Tampa Bay Rays – No. 55
- Pitcher
- Born: September 25, 2001 (age 24) Rockwall, Texas, U.S.
- Bats: LeftThrows: Right

MLB debut
- September 6, 2026, for the Tampa Bay Rays

MLB statistics (through September 20, 2026)
- Win–loss record: 0–0
- Earned run average: 5.79
- Strikeouts: 7
- Stats at Baseball Reference

Teams
- Tampa Bay Rays (2026–present);

= Ty Johnson (baseball) =

American baseball player (born 2001)

 Ty Roman Johnson (born September 25, 2001) is an American professional baseball pitcher for the Tampa Bay Rays of Major League Baseball (MLB).

==Amateur career==
Johnson attended Lawrence North High School in Indianapolis, Indiana and played college baseball at Ball State University. In 2022, he played collegiate summer baseball with the Cotuit Kettleers of the Cape Cod Baseball League.

==Professional career==
Johnson was selected by the Chicago Cubs in the 15th round of the 2023 Major League Baseball draft.

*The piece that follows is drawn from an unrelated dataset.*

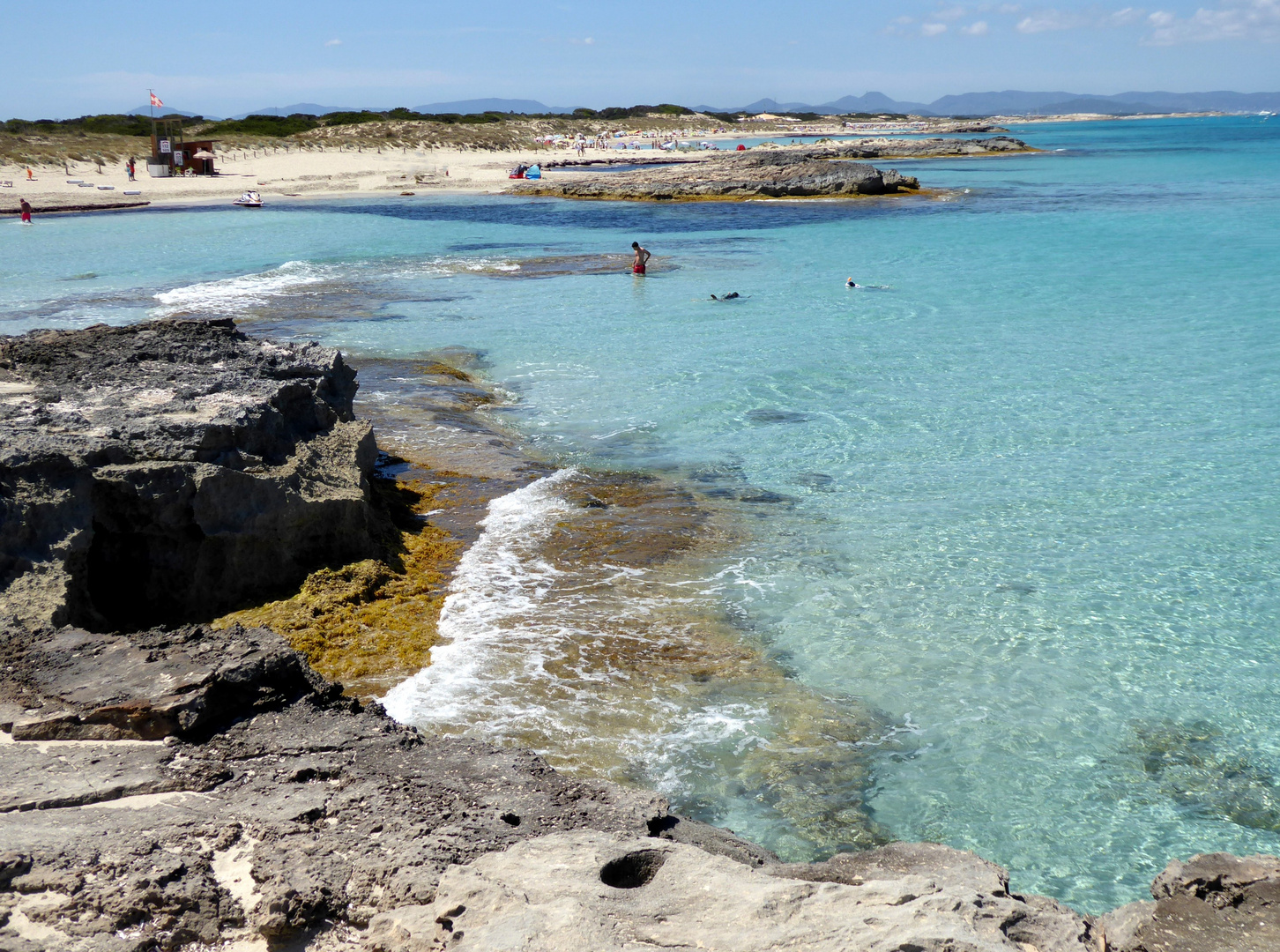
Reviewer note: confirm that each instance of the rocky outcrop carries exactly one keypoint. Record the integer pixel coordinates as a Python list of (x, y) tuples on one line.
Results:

Johnson started his professional career in 2024 with the debut with the Myrtle Beach Pelicans and South Bend Cubs. On July 28, 2024 the Cubs traded Johnson, Christopher Morel and Hunter Bigge to the Tampa Bay Rays in exchange for Isaac Paredes. He began his Rays career that year with the Bowling Green Hot Rods. Johnson started 2025 with the Double–A Montgomery Biscuits.

Johnson began the 2026 season with the Triple–A Durham Bulls, posting a 4–1 record and 3.03 ERA with 84 strikeouts across 21 appearances (10 starts). On September 5, 2026, Johnson was selected to the 40–man roster and promoted to the major leagues for the first time.